Come non restare ammirati di fronte alla perfezione assoluta del suo Haendel? O Bononcini? O Graun? Come non restare letteralmente a bocca aperta ascoltando la sua "Lucia"? O la sua "Borgia"? O la sua "Norma" (la prima: quella del 1964). Mettiamoci dentro anche i francesi sui quali, comunque, qualcosa da ridire ce l’avrei. Però mai un guizzo interpretativo, mai un’idea che non fosse solo ed esclusivamente vocale.
La carriera, come ciascuno sa, fu straordinaria: dopo gli esordi non brillantissimi e fino alla famosa "Lucia" del 1959 al Covent Garden, la Sutherland artisticamente vivacchiò. L’incontro con il marito Richard Bonynge la indirizzò verso un repertorio, quello belcantistico, che ne mise in risalto le doti vocali ed acrobatiche. Tutti i teatri la bramavano e, per un trentennio, fu l’incontrastata regina dei palcoscenici. Volle allargare il repertorio, tentazione che tutti i cantanti ebbero ad eccezione di Kraus. Contrariamente ad altri, queste incursioni vuoi in Massenet o Delibes, vuoi in Verdi non ne compromisero l’organo vocale. Solo che, necessitando di altro genere di doti interpretative, in quest’ambito non brillò se non a tratti, limitandosi spesso ad una resa impeccabilmente formale e nulla più. Donna semplice e priva dell’arroganza delle dive, dopo il ritiro si chiuse nel suo cottage in Svizzera con il marito limitandosi a qualche masterclass ed ad alcune presenze in giuria a vari concorsi di canto.

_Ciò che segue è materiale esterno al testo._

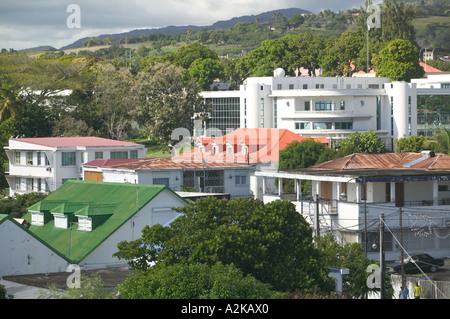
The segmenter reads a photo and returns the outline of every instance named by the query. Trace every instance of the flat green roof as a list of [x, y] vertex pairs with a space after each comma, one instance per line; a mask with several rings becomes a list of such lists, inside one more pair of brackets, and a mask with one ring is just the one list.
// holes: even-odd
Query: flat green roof
[[[49, 194], [43, 201], [28, 208], [23, 217], [31, 223], [30, 211], [61, 213], [61, 205], [69, 209], [65, 213], [74, 215], [110, 215], [92, 231], [78, 231], [74, 224], [72, 230], [55, 228], [52, 218], [44, 226], [30, 226], [29, 231], [39, 237], [48, 246], [58, 251], [73, 264], [81, 262], [97, 246], [127, 222], [140, 209], [146, 206], [164, 189], [163, 185], [122, 184], [70, 180]], [[69, 255], [70, 240], [70, 255]]]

La sua discografia è sterminata e sempre, ad eccezione di una brutta "Lecouvreur" ed una tarda inutile "Norma", eccezionale. La sua "Alcina" è strepitosa tanto nel live di Venezia, quanto nell’incisione ufficiale con Pritchard. E non fatevi ingannare da chi dice che sono edizioni non filologiche: spesso la ricerca storica si accompagna ad una scarsa resa teatrale. E poi le sue due "Lucie", i due "Rigoletti", i due "Puritani", la "Stuarda", la "Borgia", gli "Ugonotti", i "Masnadieri", "Esclarmonde" sono autentiche gemme.
Segnalo anche "L’oracolo" di Leoni che è un’opera fantastica che andrebbe riproposta a teatro. Ma, che sia chiaro, tutta la discografia della Sutherland desta grande ammirazione. In definitiva, uno dei soprani del XX secolo da ricordare ed additare ad esempio. Non per nulla in Francia la chiamavano la Stupenda, contraltare della Divina Maria Callas. Il nomignolo poi fece il giro del mondo restandole indelebilmente appiccicato addosso. E Stupenda lo era davvero: difficile trovare acuti e sopracuti più precisi e sicuri ed agilità così fluide.
Era la perfezione fatta canto. L’emotività del palcoscenico, però, non dimorava in lei.
L’arte, almeno per come la intendo io, è altra cosa.